Так продолжал двигаться в неизвестном направления этот печальный кортеж. Между тем раны на руках пленников уже начинали угрожать им антоновым огнем[13]. Тогда начальник конвоя, при остановке в одном большом селении, пригласил японского лекаря, который переменил узникам повязки, присыпав загноившиеся места каким-то белым порошком, и наложил пластырь лилового цвета, после чего пленники, почувствовав большое облегчение, могли спокойно спать, не испытывая таких сильных болей.

«А лекари их искусны в медицине, — подумал Головнин. — Откуда это? Не опыт ли то древней медицины Китая или Тибета?»

При остановках в селениях поглазеть на пленников собиралось множество народу. Тут были и старики, и молодежь, мужчины, женщины, дети. Они с любопытством и наивностью полудикарей рассматривали невиданных, не похожих на них людей, к тому же опутанных веревками, босых, полураздетых, которых солдаты веля на арканах.

На одной из дневок конвоиры, узнав от Алексея, что картинку, положенную в кунаширской гавани в кадку, рисовал Мур, попросили его изобразить на бумаге корабль, на котором русские пришли в Кунашир. Мур сделал прекрасный рисунок. В награду за это ему ослабили веревки в локтях. А жители селения, узнав, что среди русских есть художник, завалили его заказами, прося написать на память на принесенных ими веерах кто русскую азбуку, кто японскую русскими буквами, кто цифры, кто русские имена. Заказов было так много, что Василий Михайлович в шутку сказал:

— Сдается мне, что Федор Федорович скоро сам будет просить, чтобы ему снова связали руки.

Страсть японцев к надписям и картинкам была столь велика, что приводила Василия Михайловича в удивление.

— Это добрый знак, — сказал он Муру. — Рисуйте, Федор Федорович, сколько хватит сил. Искусство смягчает нравы. Это подает нам некоторые надежды.

И Мур продолжал рисовать, но так как он один не мог управиться с таким количеством заказов, то сначала ему стал помогать Хлебников, который тоже недурно рисовал, а затем и сам Головнин. Однако Василий Михайлович рисовать не умел, поэтому просто что-нибудь писал на веерах, которые некоторые жители порою приносили по десять штук сразу.
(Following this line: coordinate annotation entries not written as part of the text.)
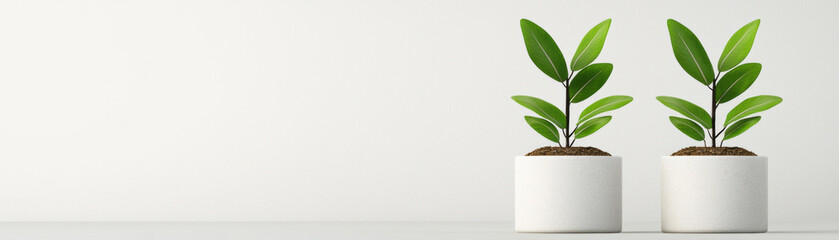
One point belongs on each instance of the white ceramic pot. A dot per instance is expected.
(568, 194)
(714, 194)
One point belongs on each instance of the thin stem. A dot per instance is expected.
(568, 111)
(714, 106)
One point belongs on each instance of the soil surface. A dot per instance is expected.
(713, 151)
(571, 151)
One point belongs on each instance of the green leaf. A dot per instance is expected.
(543, 108)
(543, 51)
(589, 80)
(688, 127)
(591, 126)
(740, 126)
(591, 45)
(738, 46)
(751, 106)
(689, 52)
(604, 105)
(736, 81)
(687, 109)
(543, 127)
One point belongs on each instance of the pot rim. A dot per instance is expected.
(714, 156)
(568, 156)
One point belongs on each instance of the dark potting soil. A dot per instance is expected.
(569, 151)
(713, 151)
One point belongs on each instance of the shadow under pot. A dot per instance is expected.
(568, 194)
(714, 194)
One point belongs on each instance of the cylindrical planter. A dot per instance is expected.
(568, 194)
(714, 194)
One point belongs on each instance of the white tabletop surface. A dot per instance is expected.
(381, 230)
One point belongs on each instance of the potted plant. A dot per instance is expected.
(567, 188)
(715, 188)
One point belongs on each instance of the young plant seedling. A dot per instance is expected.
(554, 124)
(692, 57)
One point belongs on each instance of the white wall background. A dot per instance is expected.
(369, 110)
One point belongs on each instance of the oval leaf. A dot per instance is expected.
(736, 81)
(738, 46)
(589, 80)
(689, 52)
(591, 126)
(590, 46)
(604, 105)
(543, 51)
(740, 126)
(688, 127)
(543, 108)
(687, 109)
(543, 127)
(751, 106)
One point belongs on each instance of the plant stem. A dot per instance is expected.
(568, 142)
(714, 111)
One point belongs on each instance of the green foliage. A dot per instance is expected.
(738, 46)
(740, 126)
(688, 127)
(736, 81)
(544, 52)
(687, 109)
(603, 105)
(591, 45)
(543, 108)
(751, 106)
(738, 78)
(689, 52)
(543, 127)
(591, 126)
(589, 80)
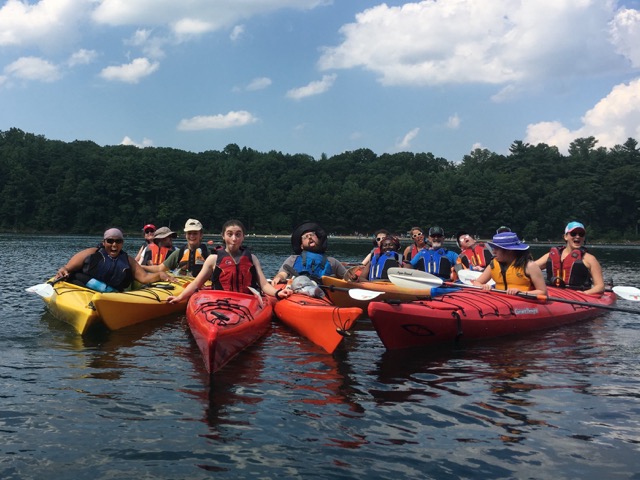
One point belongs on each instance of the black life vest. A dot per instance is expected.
(235, 277)
(570, 272)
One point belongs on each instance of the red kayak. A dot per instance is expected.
(317, 319)
(225, 323)
(476, 314)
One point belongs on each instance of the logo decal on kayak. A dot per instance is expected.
(418, 330)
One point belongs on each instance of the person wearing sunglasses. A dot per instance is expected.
(378, 236)
(571, 265)
(147, 231)
(107, 267)
(389, 256)
(309, 244)
(512, 268)
(419, 242)
(473, 255)
(188, 259)
(437, 259)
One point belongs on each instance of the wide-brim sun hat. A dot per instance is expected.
(296, 236)
(507, 241)
(571, 226)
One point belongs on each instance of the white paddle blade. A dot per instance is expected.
(362, 294)
(45, 290)
(407, 281)
(628, 293)
(468, 276)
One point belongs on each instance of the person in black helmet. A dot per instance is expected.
(309, 244)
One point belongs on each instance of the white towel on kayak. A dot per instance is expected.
(306, 286)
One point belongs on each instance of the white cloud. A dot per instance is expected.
(210, 15)
(130, 72)
(81, 57)
(625, 34)
(33, 68)
(453, 122)
(44, 24)
(145, 142)
(407, 139)
(467, 41)
(611, 121)
(237, 33)
(259, 83)
(313, 88)
(216, 122)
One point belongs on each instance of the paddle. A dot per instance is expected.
(355, 293)
(45, 290)
(408, 278)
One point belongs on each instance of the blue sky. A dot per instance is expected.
(320, 76)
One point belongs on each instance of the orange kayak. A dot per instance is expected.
(225, 323)
(318, 319)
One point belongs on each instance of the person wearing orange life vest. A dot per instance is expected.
(161, 248)
(233, 268)
(473, 255)
(571, 265)
(188, 259)
(512, 268)
(148, 231)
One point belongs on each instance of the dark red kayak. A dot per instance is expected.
(475, 314)
(225, 323)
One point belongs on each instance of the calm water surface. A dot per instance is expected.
(137, 403)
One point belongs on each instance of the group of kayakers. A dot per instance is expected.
(505, 260)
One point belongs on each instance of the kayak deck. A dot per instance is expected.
(469, 315)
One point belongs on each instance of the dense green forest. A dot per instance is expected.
(52, 186)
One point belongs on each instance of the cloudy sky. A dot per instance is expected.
(322, 76)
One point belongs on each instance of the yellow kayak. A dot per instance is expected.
(72, 304)
(122, 309)
(83, 308)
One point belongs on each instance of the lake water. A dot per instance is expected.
(137, 403)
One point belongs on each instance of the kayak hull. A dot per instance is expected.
(341, 297)
(472, 315)
(317, 319)
(72, 304)
(225, 323)
(123, 309)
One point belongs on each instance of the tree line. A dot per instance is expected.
(52, 186)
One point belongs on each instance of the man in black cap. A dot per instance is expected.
(309, 244)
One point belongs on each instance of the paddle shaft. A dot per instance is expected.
(545, 298)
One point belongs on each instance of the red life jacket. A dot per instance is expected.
(156, 254)
(570, 272)
(234, 277)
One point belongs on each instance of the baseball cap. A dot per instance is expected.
(192, 225)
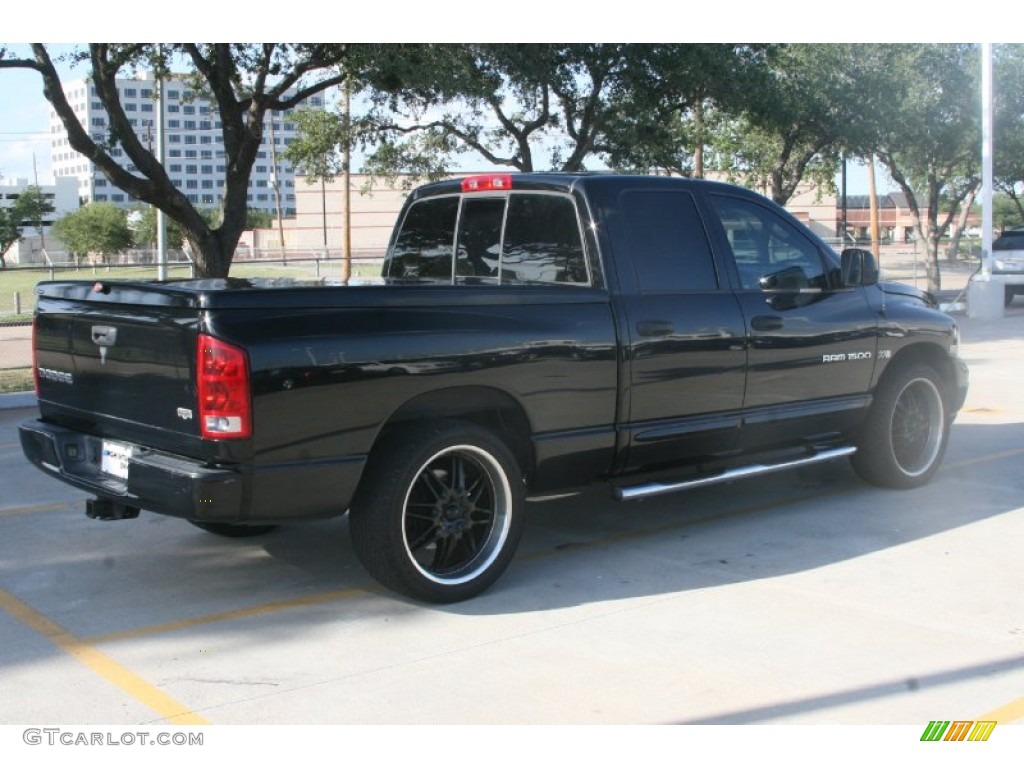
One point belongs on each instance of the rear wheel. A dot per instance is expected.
(439, 512)
(232, 530)
(906, 431)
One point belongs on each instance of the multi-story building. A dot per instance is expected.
(194, 148)
(60, 195)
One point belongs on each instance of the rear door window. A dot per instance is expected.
(542, 241)
(510, 239)
(668, 243)
(423, 248)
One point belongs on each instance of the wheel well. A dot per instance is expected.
(491, 409)
(929, 354)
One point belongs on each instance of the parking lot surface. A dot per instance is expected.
(805, 597)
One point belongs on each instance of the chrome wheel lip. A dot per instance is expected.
(923, 419)
(498, 534)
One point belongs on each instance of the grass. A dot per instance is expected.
(16, 380)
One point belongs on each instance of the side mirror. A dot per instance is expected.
(858, 267)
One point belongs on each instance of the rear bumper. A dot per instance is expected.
(184, 487)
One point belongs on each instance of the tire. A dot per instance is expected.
(439, 512)
(232, 530)
(906, 431)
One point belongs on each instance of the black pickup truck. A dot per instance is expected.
(529, 333)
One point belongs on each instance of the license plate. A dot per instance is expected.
(115, 459)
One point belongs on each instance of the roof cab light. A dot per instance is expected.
(222, 385)
(487, 182)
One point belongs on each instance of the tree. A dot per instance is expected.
(676, 99)
(244, 80)
(519, 105)
(28, 210)
(804, 107)
(929, 136)
(95, 228)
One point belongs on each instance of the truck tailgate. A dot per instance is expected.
(119, 361)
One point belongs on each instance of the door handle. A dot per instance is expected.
(767, 323)
(654, 328)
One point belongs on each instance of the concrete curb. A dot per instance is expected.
(12, 400)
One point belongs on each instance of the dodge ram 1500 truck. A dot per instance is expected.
(529, 333)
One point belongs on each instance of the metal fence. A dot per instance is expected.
(17, 284)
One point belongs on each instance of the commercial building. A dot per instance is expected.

Один из японцев показал Головнину веер, на котором было написано по-русски: «Ах, скучно мне на чужой стороне! Иван Бибиков». Этот Иван Бибиков был в Японии с поручиком Лаксманом лет двадцать назад, но веер с его надписью имел такой вид, словно был принесен прямо из лавки. Японец хранил этот веер завернутым в нескольких листах тонкой бумаги и едва позволял до него дотрагиваться. Рассматривая веер, Василий Михайлович подумал: «Благодаря случаю мы узнаем, через столь много лет, что был здесь русский человек Бибиков. Не то ли может случиться и с нами, которым судьба, может статься, готовит конец в неизвестности от наших соотечественников?»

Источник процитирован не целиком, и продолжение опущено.